There are regulatory, environmental, social and increasingly financial reasons for businesses to reduce the greenhouse gas (GHG) emissions associated with their operations (Blengini & Garbarino, 2010). This focus is of particular interest for the construction industry, as the built environment is seen as the domain with the largest potential for reducing GHG emissions (European Commission, 2011), because its energy consumption and the associated GHG emissions are so significant, accounting for ca. 40% of EU energy demand (Cheng, Pouffary, Svenningsen, & Callaway, 2008).
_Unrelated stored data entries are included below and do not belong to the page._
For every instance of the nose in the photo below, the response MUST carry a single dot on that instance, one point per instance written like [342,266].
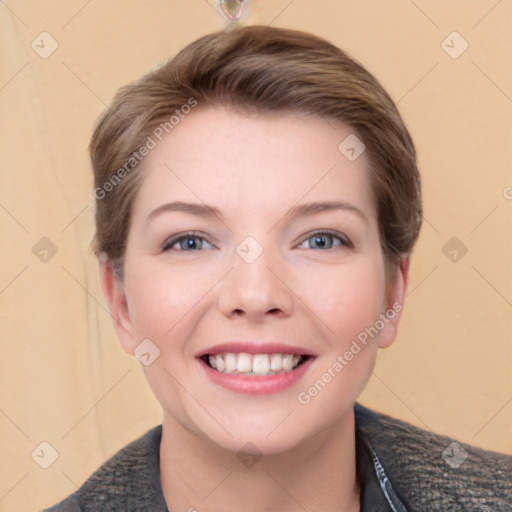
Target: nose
[255,290]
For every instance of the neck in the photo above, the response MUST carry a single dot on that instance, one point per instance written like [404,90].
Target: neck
[318,476]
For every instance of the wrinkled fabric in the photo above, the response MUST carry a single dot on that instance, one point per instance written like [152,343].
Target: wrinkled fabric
[400,468]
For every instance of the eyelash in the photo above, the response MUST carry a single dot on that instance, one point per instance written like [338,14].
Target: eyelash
[167,245]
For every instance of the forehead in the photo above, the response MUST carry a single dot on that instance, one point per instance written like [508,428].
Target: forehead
[247,163]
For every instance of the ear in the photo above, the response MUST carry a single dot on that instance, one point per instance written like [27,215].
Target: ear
[114,291]
[392,312]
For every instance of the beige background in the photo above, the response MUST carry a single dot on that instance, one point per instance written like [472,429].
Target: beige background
[63,378]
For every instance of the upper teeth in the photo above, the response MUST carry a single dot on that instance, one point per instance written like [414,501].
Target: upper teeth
[253,364]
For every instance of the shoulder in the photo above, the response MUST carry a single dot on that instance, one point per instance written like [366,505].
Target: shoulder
[127,481]
[433,472]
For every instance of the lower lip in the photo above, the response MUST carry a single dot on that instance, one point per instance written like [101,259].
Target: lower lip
[256,385]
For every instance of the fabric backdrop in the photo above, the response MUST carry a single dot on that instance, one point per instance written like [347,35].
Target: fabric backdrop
[64,380]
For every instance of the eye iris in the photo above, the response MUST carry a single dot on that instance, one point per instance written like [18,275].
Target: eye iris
[190,243]
[322,241]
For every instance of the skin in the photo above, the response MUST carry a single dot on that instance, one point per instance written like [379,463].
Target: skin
[253,169]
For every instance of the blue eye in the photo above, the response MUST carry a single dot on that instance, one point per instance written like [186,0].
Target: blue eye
[186,242]
[325,240]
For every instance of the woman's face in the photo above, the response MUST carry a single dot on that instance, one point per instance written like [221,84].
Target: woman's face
[254,248]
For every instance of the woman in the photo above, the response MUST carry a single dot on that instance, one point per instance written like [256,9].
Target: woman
[257,201]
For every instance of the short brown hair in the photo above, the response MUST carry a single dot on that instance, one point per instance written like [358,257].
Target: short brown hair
[261,69]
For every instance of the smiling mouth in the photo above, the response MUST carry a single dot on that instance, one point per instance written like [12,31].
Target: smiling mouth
[254,365]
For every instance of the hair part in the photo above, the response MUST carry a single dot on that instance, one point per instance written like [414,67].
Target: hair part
[264,70]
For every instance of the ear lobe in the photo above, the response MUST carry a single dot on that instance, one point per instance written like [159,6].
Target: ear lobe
[114,291]
[395,296]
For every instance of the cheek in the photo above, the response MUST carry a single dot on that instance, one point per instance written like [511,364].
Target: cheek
[163,297]
[349,300]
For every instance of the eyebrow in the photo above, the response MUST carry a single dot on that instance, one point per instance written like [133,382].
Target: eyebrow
[312,208]
[201,210]
[301,210]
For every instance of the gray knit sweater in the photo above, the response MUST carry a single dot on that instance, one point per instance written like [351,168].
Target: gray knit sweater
[424,472]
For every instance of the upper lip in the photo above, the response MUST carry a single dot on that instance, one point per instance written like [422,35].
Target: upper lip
[255,348]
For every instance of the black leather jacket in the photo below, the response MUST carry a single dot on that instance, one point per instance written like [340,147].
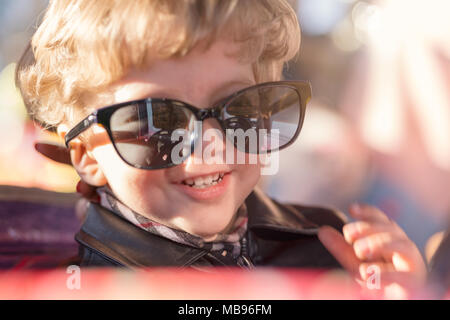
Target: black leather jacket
[278,235]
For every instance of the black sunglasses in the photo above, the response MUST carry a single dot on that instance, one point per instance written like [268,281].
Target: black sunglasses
[141,130]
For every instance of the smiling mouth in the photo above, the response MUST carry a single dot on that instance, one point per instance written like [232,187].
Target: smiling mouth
[205,181]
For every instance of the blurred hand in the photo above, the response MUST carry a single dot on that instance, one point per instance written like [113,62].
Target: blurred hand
[374,242]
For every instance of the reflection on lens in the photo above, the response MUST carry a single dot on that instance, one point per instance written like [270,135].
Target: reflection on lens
[276,109]
[142,132]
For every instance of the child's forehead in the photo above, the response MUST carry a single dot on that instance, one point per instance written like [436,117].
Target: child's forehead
[201,76]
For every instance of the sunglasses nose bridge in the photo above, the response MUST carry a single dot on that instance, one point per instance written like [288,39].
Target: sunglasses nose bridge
[204,114]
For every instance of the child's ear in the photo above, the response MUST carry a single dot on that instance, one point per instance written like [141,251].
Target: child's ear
[83,160]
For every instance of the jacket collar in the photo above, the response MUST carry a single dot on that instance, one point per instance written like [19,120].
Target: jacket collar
[125,244]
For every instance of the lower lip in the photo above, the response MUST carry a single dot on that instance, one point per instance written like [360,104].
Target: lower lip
[208,193]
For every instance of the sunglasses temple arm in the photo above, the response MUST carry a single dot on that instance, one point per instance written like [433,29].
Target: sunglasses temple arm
[82,126]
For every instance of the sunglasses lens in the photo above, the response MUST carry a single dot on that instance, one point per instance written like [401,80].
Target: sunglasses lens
[143,133]
[268,116]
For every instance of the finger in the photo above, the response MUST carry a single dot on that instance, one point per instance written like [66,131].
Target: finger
[371,269]
[403,254]
[335,243]
[368,213]
[360,229]
[54,152]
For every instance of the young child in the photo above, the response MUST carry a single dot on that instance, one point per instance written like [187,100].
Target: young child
[117,78]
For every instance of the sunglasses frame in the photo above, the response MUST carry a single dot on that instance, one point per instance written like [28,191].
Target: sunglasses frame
[103,115]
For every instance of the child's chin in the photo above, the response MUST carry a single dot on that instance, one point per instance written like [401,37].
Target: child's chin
[209,230]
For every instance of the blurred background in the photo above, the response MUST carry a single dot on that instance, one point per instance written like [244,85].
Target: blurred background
[376,131]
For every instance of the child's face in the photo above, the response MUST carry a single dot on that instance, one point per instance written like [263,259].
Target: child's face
[200,79]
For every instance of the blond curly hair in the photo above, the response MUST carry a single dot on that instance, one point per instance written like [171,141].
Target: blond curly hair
[82,46]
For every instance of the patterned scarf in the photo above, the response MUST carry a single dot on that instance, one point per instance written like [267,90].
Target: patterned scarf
[230,241]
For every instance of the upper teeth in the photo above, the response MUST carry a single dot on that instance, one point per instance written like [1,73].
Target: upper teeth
[204,181]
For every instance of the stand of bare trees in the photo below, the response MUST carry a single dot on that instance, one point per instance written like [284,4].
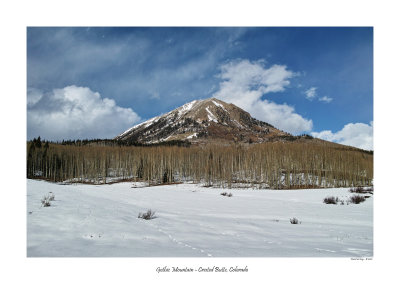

The built environment is therefore seen as a critical arena to achieve lower energy related emissions, through the construction of energy efficient new buildings and the energy retrofit of existing building. As a consequence, there are a large number of regulatory and public policy initiatives internationally, aimed at increasing building energy efficiency and reducing associated emissions, for example the Energy Performance of Buildings (Directive 2010/31/EU); increasingly more stringent national building codes; moves to implement green public procurement in respect of buildings (European Commission, 2014); innovative financial products such as: preferential green loans (Geller, Harrington, Rosenfeld, Tanishima, & Unander, 2006; Sweatman & Managan, 2010), the UK Green Deal (DECC, 2010), and the Property Assessed Clean Energy (PACE) initiatives in the USA (Ya He, 2012).

While these measures represent important innovations of policy, they are generally focused at the immediate building scale, and on the use of energy during the operational phase – the so-called operational energy. However, buildings are responsible for GHG emissions not just during their operation but throughout their lifecycle, arising from energy consumption and process emissions, during the extraction of raw materials; processing and manufacture; transportation; construction; renovation; and end-of-life activities in additional to the operational phase (Ayaz & Yang, 2009).

Historically, reducing GHG emissions in the built environment has been focused on minimizing operational energy, which typically accounted for 80% of life cycle energy of a building (Wallhagen, Glaumann, & Malmqvist, 2011) and the vast majority of a building’s life cycle GHG emissions. However the historic relationship between operational and non-operational GHG emissions and their relative significance is changing. As the building stock becomes less energy intensive in the operational stage, through more efficient designs of new builds and upgrading of existing buildings, the relative importance of GHG emissions associated with non-operational phases of a building’s lifecycle is increasing (Ayaz & Yang, 2009; Sturgis & Roberts, 2010). Additionally, the envisaged so-called ‘decarbonization’ of centralized energy grids (European Commission, 2011) will mean that energy used will be less ‘carbon intensive’, with less GHG emissions per kilowatt-hour (Jones, 2011), further increasing the relative significance of non-operational GHG emissions. A comprehensive reduction of GHG emissions in the construction sector needs to focus not only on the building itself and its operating energy performance, but also on the lifecycle of constituent materials and on the supply chains providing these materials. In this context, there is a pressing need to provide robust analysis of the GHG implications of construction supply chain configurations and to optimize supply chains in such a manner so as to minimize GHG emissions across the entirety of the supply chain.